George owned an IRA. He named only one child, Elroy, as the beneficiary of the IRA. Elroy was also the executor of George’s estate. George then died.
Elroy consulted with a law firm and worked with a paralegal on the settlement of his father’s estate. He was told that there would be no “tax” on a distribution from the IRA. He took this to mean no income tax as well as no state or federal estate taxes on a distribution from the IRA.
Elroy took a total distribution of the IRA. He then issued checks to his two siblings for a portion of the distribution in accordance with what he believed would have been his father’s wishes. He did not include the IRA distribution on his federal income tax return.

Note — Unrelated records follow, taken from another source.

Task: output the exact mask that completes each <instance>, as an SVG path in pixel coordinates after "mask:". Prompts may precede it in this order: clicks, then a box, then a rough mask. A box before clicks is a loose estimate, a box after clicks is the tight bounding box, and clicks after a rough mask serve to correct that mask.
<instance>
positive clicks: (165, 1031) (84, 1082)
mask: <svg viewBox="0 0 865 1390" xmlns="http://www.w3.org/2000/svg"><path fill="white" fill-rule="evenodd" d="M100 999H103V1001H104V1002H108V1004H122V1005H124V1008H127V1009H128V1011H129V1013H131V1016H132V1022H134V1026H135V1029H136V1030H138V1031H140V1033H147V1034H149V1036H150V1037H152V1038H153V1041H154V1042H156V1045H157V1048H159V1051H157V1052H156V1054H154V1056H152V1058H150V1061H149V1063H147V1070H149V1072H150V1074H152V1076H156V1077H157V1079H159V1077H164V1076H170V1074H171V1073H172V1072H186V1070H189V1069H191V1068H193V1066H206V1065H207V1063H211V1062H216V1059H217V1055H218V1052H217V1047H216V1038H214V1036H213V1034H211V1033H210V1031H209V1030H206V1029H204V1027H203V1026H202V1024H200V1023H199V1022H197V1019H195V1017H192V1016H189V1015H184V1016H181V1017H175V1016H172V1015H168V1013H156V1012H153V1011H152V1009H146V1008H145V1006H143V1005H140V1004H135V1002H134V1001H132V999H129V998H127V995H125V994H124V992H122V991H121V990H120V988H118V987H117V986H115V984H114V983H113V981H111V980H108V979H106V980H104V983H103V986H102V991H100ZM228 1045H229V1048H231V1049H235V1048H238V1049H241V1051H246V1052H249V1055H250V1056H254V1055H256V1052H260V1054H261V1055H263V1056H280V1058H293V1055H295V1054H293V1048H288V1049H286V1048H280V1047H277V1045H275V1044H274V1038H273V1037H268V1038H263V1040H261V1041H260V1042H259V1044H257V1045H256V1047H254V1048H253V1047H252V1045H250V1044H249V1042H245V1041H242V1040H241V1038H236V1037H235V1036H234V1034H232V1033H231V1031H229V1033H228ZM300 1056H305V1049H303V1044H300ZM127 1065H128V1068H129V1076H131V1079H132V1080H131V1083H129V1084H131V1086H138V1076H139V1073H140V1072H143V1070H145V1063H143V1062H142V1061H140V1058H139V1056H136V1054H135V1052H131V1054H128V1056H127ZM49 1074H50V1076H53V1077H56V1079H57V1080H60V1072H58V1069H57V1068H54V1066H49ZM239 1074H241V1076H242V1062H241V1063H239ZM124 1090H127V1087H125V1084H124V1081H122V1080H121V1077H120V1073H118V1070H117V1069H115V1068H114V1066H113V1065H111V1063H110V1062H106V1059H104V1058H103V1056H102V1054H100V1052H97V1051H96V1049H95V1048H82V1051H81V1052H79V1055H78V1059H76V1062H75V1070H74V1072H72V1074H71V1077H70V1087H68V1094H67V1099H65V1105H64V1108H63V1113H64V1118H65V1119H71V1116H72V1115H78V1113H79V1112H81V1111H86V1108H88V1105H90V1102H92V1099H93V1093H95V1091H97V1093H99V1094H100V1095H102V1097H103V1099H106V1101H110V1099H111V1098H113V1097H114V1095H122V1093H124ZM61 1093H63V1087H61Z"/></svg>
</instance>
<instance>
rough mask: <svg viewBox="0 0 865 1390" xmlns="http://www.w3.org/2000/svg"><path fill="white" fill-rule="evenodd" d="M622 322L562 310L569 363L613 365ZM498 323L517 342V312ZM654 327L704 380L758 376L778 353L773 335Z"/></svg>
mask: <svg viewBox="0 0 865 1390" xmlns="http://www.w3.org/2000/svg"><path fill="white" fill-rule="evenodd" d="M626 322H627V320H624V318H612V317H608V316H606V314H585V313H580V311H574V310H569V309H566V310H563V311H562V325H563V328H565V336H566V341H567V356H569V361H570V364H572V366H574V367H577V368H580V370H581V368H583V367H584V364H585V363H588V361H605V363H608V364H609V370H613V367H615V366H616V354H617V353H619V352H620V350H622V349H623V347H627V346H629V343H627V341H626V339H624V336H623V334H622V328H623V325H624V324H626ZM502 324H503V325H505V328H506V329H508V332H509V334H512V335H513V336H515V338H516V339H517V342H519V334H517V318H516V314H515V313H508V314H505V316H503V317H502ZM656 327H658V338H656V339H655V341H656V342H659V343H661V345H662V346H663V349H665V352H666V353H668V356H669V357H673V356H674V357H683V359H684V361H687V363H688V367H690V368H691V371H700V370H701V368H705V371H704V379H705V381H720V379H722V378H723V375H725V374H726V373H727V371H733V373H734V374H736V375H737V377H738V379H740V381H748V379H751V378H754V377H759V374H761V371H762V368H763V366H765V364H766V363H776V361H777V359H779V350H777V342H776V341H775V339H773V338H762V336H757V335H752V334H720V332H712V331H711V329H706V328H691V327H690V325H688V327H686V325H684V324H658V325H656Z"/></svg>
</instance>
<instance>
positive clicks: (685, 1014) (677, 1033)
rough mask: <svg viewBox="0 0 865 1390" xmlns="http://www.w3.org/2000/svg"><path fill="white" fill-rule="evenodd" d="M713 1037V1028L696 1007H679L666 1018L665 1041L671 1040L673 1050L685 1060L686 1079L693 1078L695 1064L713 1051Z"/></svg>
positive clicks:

The IRS sent Elroy notification of the taxes due. Elroy felt that he should not be liable for all of the income tax on the distribution since he had shared the funds with his siblings and he had received erroneous advice from the law firm.
The Tax Court, although sympathetic to Elroy, had no choice but to rule against him. The tax code is very clear that distributions from inherited retirement plans, such as IRAs, are taxable to the beneficiary who is named on the beneficiary form.
Since George only named Elroy on the form, the inherited IRA distribution went to Elroy and will be taxable to Elroy. It makes no difference that he shared the distribution with his siblings.
Don’t make this mistake. If the IRA should be shared by all siblings, then make sure that all siblings are named on the beneficiary form. Also be sure that each sibling’s share is clearly stated on the form. If they are to inherit equally, be sure that the form reflects that. If they are inheriting by percentages, make sure that the percentages add up to 100%. When this is not done correctly, bad things happen to people like Elroy.